Nathanaël Onokomba, activiste et opposant du régime Tshisekedi, a été conduit à la prison militaire de Ndolo, à Kinshasa le mardi 13 janvier dernier, dans le cadre d’une procédure judiciaire désormais prise en charge par le parquet militaire. Selon le Conseil national de cyberdéfense, le dossier de l’opposant a été officiellement transmis aux autorités judiciaires compétentes.
L’opposant Nathanaël Onokomba est poursuivi pour plusieurs chefs d’accusation, parmi lesquels figurent l’incitation ou la provocation à la commission d’actes terroristes, l’apologie du terrorisme, ainsi que la diffusion de fausses informations par voie électronique.

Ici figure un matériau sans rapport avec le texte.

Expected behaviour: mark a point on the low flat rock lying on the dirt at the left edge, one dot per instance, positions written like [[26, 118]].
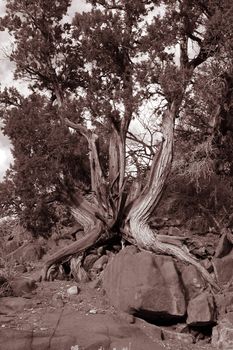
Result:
[[13, 305]]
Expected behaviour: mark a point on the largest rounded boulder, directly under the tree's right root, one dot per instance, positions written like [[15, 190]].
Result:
[[145, 284]]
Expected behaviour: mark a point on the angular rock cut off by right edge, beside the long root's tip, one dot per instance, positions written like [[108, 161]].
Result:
[[223, 269]]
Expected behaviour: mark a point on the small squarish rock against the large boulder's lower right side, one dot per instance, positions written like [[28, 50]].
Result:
[[201, 310]]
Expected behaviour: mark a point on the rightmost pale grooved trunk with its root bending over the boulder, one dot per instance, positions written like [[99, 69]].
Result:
[[142, 208]]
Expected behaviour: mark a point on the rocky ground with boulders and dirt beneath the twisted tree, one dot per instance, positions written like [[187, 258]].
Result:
[[134, 300]]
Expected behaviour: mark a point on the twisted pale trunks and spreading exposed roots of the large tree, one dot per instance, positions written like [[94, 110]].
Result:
[[113, 213]]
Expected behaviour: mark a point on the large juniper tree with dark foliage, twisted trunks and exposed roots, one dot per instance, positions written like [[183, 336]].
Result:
[[113, 62]]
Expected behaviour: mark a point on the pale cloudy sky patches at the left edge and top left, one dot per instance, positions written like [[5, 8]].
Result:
[[6, 79]]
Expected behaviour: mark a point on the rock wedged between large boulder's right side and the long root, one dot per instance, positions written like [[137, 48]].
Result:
[[193, 282]]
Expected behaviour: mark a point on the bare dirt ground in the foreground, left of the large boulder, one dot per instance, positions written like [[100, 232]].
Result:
[[50, 309]]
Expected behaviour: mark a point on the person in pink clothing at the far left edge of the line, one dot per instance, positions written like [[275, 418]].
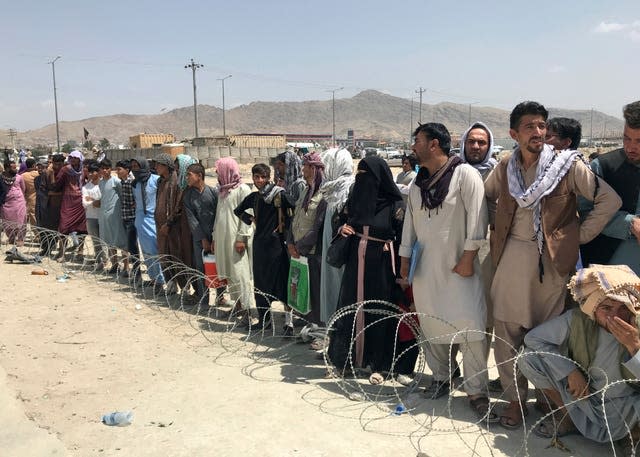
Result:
[[13, 211]]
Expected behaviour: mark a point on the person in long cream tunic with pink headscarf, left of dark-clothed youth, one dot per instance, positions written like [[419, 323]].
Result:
[[231, 236]]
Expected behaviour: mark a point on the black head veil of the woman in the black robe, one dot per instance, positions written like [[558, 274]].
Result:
[[373, 190]]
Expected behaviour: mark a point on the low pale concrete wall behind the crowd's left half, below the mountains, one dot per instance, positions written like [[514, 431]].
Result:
[[206, 154]]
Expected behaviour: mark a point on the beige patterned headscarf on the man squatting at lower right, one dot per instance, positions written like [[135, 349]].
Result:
[[591, 286]]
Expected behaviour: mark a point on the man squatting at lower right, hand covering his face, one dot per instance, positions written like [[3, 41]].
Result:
[[599, 340]]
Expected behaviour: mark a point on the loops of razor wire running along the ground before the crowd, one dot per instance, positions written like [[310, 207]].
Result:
[[372, 405]]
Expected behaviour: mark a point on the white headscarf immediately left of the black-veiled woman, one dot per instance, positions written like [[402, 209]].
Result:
[[338, 176]]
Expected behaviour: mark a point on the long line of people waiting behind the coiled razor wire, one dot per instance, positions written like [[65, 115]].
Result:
[[391, 256]]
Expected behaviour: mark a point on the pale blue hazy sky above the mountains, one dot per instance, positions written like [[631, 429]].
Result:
[[129, 57]]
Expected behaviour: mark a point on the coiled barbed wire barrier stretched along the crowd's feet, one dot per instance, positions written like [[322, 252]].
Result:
[[390, 407]]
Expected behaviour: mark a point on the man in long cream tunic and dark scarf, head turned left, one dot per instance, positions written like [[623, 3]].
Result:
[[447, 213]]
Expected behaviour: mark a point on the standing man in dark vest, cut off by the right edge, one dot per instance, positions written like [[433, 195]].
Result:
[[619, 241]]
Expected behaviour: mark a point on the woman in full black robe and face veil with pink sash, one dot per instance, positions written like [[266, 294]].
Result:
[[369, 271]]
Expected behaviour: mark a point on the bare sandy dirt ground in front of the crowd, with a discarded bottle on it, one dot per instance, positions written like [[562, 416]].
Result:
[[73, 351]]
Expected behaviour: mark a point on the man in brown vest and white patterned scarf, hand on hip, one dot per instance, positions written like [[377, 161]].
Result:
[[535, 236]]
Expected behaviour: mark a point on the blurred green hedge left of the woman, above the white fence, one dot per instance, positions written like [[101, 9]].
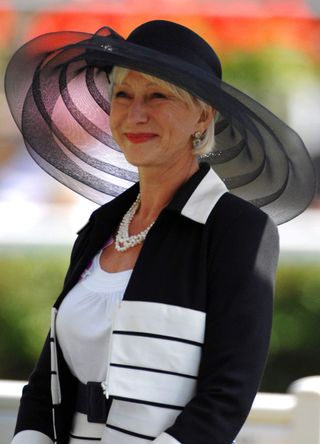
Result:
[[29, 284]]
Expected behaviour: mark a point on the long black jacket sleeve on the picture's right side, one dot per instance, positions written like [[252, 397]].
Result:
[[238, 325]]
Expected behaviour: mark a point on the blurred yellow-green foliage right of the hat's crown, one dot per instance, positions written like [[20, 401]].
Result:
[[271, 75]]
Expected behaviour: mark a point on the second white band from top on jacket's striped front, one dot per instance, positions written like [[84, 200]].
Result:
[[161, 354]]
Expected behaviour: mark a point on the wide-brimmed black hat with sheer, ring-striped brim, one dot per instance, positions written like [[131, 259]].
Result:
[[57, 90]]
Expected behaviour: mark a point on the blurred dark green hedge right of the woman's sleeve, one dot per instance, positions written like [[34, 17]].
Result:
[[295, 341]]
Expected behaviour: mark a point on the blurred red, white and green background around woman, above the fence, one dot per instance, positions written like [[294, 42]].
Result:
[[271, 50]]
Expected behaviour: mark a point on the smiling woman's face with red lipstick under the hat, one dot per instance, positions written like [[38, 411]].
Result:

Les poursuites incluent également des faits liés à la négation, la minimisation ou la justification de crimes internationaux, notamment les violences sexuelles, ainsi que l’apologie ou la propagande d’atteintes aux intérêts fondamentaux de la Nation. Ces infractions sont prévues et réprimées par l’article 206 du Code pénal militaire, selon les autorités judiciaires.
Cette affaire intervient dans un contexte sécuritaire et politique particulièrement sensible, marqué par la persistance des violences armées dans l’Est de la République démocratique du Congo et par un climat que plusieurs acteurs de la société civile jugent de plus en plus restrictif pour les voix dissidentes.
Du côté de l’opposition et de certains militants des droits humains, des accusations d’instrumentalisation de la justice à des fins politiques sont avancées. Les autorités, pour leur part, estiment que ces poursuites relèvent de la nécessité de protéger la sécurité nationale et de prévenir la propagation de discours jugés dangereux pour la stabilité du pays.
À ce stade, le dossier demeure en cours d’instruction. Aucune décision judiciaire définitive n’a encore été rendue, Nathanaël Onokomba bénéficiant, conformément aux principes de droit, de la présomption d’innocence jusqu’à l’issue de la procédure.